Figure 4. Add spatial scale to maps. Also, consider making the maps larger (or the area they represent smaller) as the maps are to speckled to understand.
line 190. Give details on the measurement.
lines 192-193. This needs to be opened up.
line 195. Provide more information on how the pure soil pixels were selected and what was surrounding them: multiple scattering can have a strong influence on the retrieved reflectance.
Table 3. Earlier, Car and Cab did not stand for content. Already existing definitions should not be given new meanings.
line 245. estimations -> content estimations.
line 265. close to that of pure ground - note, however, that the reflectance values were produced with TOC irradiance and hence are not exactly equal to the soil reflectance factor. The latter has to be calculated with below-canopy irradiance.
line 266. here and elsewhere: use abbreviations consistently, the abbreviation Cab was introduced for chlorophyll.
line 268. "Vegetation indices were computed over the LUT reflectances." This should be mentioned in the beginning of 3.1 to clarify that this subsection is about simulated data.
line 275. Canopies with low CC and large LAI are unrealistic and the saturation has little practical relevance. For realistic canopies, saturation starts at values larger than simulated here. Exclusion of the data is justified by the lack of realism, not only for LAI.
line 340. The decrease is smaller than model error. I do not understand the importance (significance?) criterion. On line 343, the important variation is labeled insignificant. Error estimation should be explained better.
Figure 10, legend. Explain how the standard deviations were estimated, and what are the minimum and maximum LAI estimates for a plot (related to my comment to line 106)
line 347. Unclear, what is remarkable about the variation, if it less than the RMSE.
line 348. Cab -> Cab content, Car -> Car content
line 367. Use proper citation style. Citation number cannot be used as a (pro)noun.
Figure 11 has double legends, they should be merged.
line 361. Facets do not decrease by themselves unless implemented incorrectly. I looked up the cited paper and found no support for this claim. The difference in simulated reflectance in the paper are caused by detail in the description of canopy structure.
Figure 13. Be more quantitative when describing seasons (e.g., give month numbers in the legend). Specify how the confidence intervals were estimated (in manuscript text). Which uncertainty components were included, systematic or random ones?
Figure 14. The horizontal axis contains year, not date; the placement of tick marks, labels and vertical dashed lines is unclear. If the year number refers to 1. January, this should be clarified (or are the vertical lines 01 January?).
line 409. estimations -> content estimations
lines 415-416. This is data manipulation, delete.
line 458. Here and elsewhere: discuss only significant differences, and be explicit about it.
line 463. This massive drop seems approximately 2.5xSTD (table 7). Do you consider it significant? The error in LAI estimation need not be random, there may be systematic differences between acquisitions.
line 467. In my opinion, the central finding of the paper is that 18 m hyperspectral data with a physical RT model using a simple geometric representation of the canopy allows to estimate vegetation biophysical and biochemical parameters. The exact inversion methods come second.

Author Response

Please see the attachment.

Author Response File: Author Response.pdf

Reviewer 2 Report

The paper addresses the problem of LUT based inversion of AVIRIS-C medium resolution hyperspectral images to retrieve LAI and biochemical properties of low-foliage open canopies in a Mediterranean-like ecoregion.

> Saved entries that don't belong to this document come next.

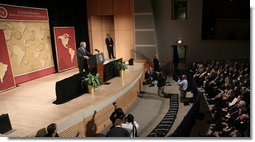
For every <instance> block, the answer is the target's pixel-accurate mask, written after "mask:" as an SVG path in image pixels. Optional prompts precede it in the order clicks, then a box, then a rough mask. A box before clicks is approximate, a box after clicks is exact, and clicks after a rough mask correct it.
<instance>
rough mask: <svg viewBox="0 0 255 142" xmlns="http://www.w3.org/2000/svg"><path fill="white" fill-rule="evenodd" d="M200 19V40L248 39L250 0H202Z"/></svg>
mask: <svg viewBox="0 0 255 142" xmlns="http://www.w3.org/2000/svg"><path fill="white" fill-rule="evenodd" d="M202 17H203V20H202V39H209V40H211V39H212V40H249V39H250V0H203V15H202Z"/></svg>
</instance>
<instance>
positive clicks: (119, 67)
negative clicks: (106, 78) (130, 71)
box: [115, 60, 127, 77]
mask: <svg viewBox="0 0 255 142" xmlns="http://www.w3.org/2000/svg"><path fill="white" fill-rule="evenodd" d="M115 65H116V68H117V69H118V70H119V72H120V77H123V76H124V73H125V70H126V69H127V64H125V62H122V61H121V60H119V61H117V62H116V63H115Z"/></svg>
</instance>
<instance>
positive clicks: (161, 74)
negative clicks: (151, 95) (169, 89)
mask: <svg viewBox="0 0 255 142" xmlns="http://www.w3.org/2000/svg"><path fill="white" fill-rule="evenodd" d="M166 79H167V78H166V76H165V74H164V72H163V71H160V72H159V73H158V76H157V81H158V84H157V87H158V96H160V97H164V96H165V95H166V93H165V85H166Z"/></svg>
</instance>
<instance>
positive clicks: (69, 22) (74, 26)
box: [0, 0, 90, 70]
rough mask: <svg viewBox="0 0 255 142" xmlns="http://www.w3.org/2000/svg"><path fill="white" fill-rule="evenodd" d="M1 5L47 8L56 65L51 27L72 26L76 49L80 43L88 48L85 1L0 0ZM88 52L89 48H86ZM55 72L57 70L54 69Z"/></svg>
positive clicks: (52, 47) (56, 68) (87, 28)
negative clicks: (74, 33) (82, 41)
mask: <svg viewBox="0 0 255 142" xmlns="http://www.w3.org/2000/svg"><path fill="white" fill-rule="evenodd" d="M0 3H2V4H10V5H19V6H27V7H37V8H47V9H48V15H49V24H50V33H51V43H52V48H53V50H52V51H53V55H54V63H55V67H57V66H56V65H57V64H56V61H57V60H56V56H55V55H56V53H55V45H54V34H53V27H56V26H73V27H74V28H75V37H76V47H77V48H78V47H79V44H80V42H81V41H86V43H87V47H89V45H90V44H89V35H88V21H87V19H88V18H87V5H86V3H87V2H86V0H73V1H69V0H65V1H59V0H1V1H0ZM88 50H89V48H88ZM56 70H57V68H56Z"/></svg>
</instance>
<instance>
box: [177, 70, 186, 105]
mask: <svg viewBox="0 0 255 142" xmlns="http://www.w3.org/2000/svg"><path fill="white" fill-rule="evenodd" d="M177 83H178V85H179V90H180V95H181V98H180V99H181V100H180V101H181V102H184V100H185V99H186V94H187V89H188V80H187V77H186V75H185V74H183V75H182V76H181V77H179V79H178V82H177Z"/></svg>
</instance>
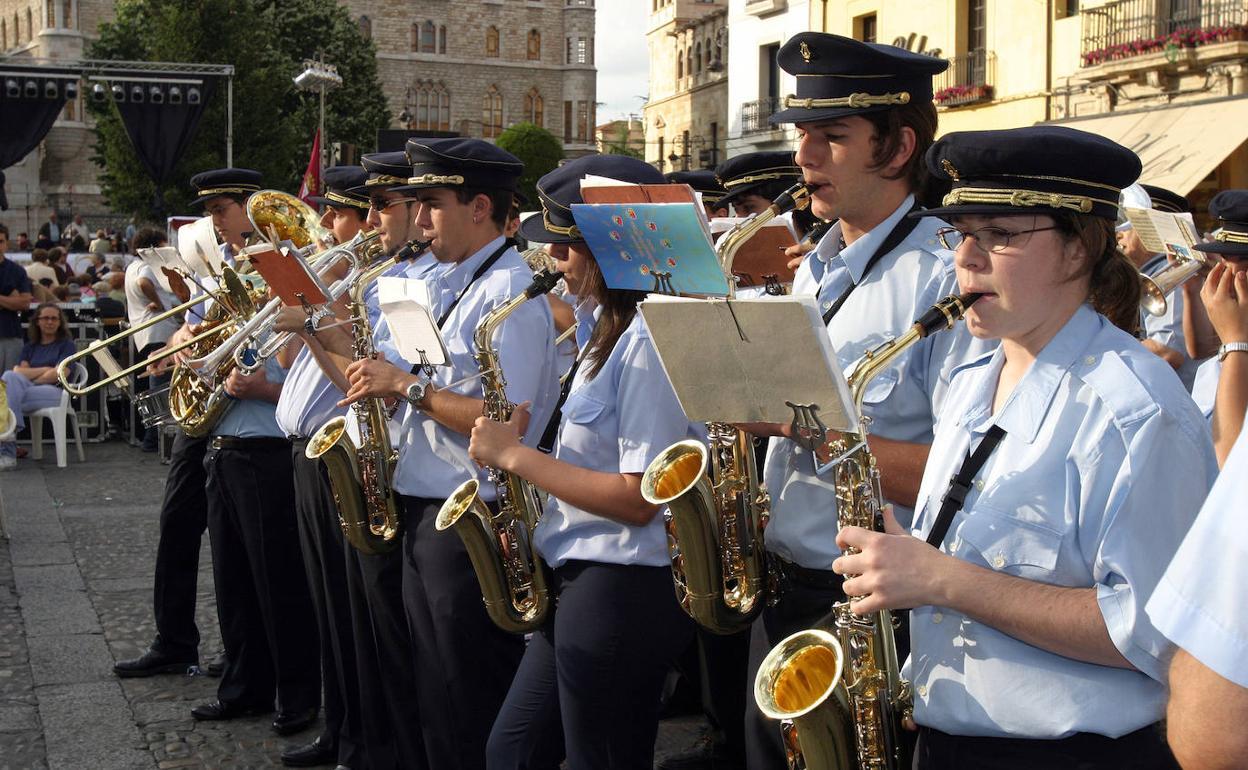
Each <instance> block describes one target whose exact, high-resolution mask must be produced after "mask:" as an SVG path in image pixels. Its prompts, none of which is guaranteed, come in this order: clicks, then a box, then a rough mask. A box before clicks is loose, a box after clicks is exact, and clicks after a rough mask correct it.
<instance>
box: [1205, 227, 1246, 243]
mask: <svg viewBox="0 0 1248 770" xmlns="http://www.w3.org/2000/svg"><path fill="white" fill-rule="evenodd" d="M1213 240H1214V241H1218V242H1222V243H1248V232H1236V231H1233V230H1219V231H1218V232H1216V233H1213Z"/></svg>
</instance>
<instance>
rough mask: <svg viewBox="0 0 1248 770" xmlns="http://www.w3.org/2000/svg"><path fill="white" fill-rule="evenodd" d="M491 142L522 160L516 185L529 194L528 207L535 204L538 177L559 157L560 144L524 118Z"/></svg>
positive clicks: (532, 207) (524, 191) (528, 197)
mask: <svg viewBox="0 0 1248 770" xmlns="http://www.w3.org/2000/svg"><path fill="white" fill-rule="evenodd" d="M495 144H497V145H498V146H499V147H502V149H503V150H507V151H508V152H510V154H512V155H514V156H515V157H518V158H520V161H523V162H524V173H523V175H520V186H519V188H520V192H522V193H524V196H525V197H528V198H529V206H528V207H529V208H534V207H539V205H538V190H537V183H538V180H539V178H542V177H543V176H545V175H547V173H549V172H552V171H554V168H555V167H557V166H558V165H559V161H562V160H563V145H562V144H560V142H559V140H558V139H555V136H554V134H550V132H549V131H547V130H545V129H543V127H540V126H538V125H535V124H532V122H528V121H524V122H519V124H515V125H514V126H510V127H508V129H505V130H504V131H503V132H502V134H500V135H499V136H498V141H497V142H495Z"/></svg>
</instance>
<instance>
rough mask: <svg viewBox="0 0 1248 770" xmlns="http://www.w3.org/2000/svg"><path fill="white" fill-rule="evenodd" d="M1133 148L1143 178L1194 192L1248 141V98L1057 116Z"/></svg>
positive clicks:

I have found the paper both interesting and complete, therefore I recommend that the paper should be published.

Here a few comments and remarks to improve the paper.

The methodology can be applied to clear-sky, what about cloud detection in case of operational uses? The paper mostly limits to QUDO species, however, the coastal ecosystems in the Mediterranean basin, e.g., are mainly populated by Pines. The authors should better clarify the generality of their approach.

Minor

Introduction, first line: I would change “Mediterranean…” to “Mediterranean-like”…to avoid confusion with the Mediterranean basin. After the full stop, “Theses” should read “These”.

Author Response

Please see the attachment.

Author Response File: Author Response.pdf

Reviewer 3 Report

The manuscript explored a new method for the LAI, chlorophylls and carotenoids estimation in heterogeneous tree-grass, which is a relatively difficult topic in vegetation parameter retrieval field caused by the complex vegetation structure of savanna. The topic has significant meaning and suitable for the Journal of Remote sensing. However, there are several problems in this paper. The manuscript needs to address the following issue before publishing.

 

Major:

Too few field measurements to present the LAI of the plot. L199-202. The hyperspectral images have been atmospheric corrected, corresponding to the simulation without the atmosphere. The author should use no atmosphere during the DART simulation. Direct comparison has been commonly used in high spatial resolution parameter image validation. Suggest validating using the average of 3*3 neighboring pixels rather than spatially smoothed LAI images. L253-259 When you estimate parameters using the look-up table, you should make sure all the remote sensing observations are within the simulated lookup table. Otherwise, you need to adjust the variation range of the parameter (table3) as well as the fixed parameters, such as tree cover, crown shape/height, inter-trees distance, and clumping of the tree. The fixed parameters should also be listed somewhere in this manuscript. L274 If the author remote the 10% Cab category, it means this algorithm does not suitable for low chlorophyll trees. Suggest exploring other hyperspectral indexes that sensitive to low chlorophylls. Otherwise, the author needs to indicate this limitation in the conclusion.

 

Minor

UV-VIS spectrophotometer? Direction effects cannot be avoided unless both of the solar zenith angle and view azimuth angle are in nadir direction. L192-L194. What do you mean by “The trees were placed so that sun azimuth angle influence on the simulated TOC reflectances is minimal (proportion of shadows in the scene do not vary much with sun azimuth) and the scene BRF is the closest to a forest BRF”? L198 “Sun and atmosphere were the only radiation sources” Did you set the diffuse ratio? L369: You mean Figure6?

 

Author Response

Please see the attachment.

Author Response File: Author Response.pdf

Round 2

Reviewer 3 Report

 

I insist the DART simulation should use no atmosphere mode. The reason is the hyperspectral images have been gone through atmospheric correction. The indirect radiation sources could be defined in DART no atmospheric mode. I insist the look-up table should cover the possible condition in your study area. This is a basic law for vegetation parameter inversion using the LUT method.

 

I would suggest the author contact the DART group to consult the simulation parameters setting which is important for the inversion accuracy.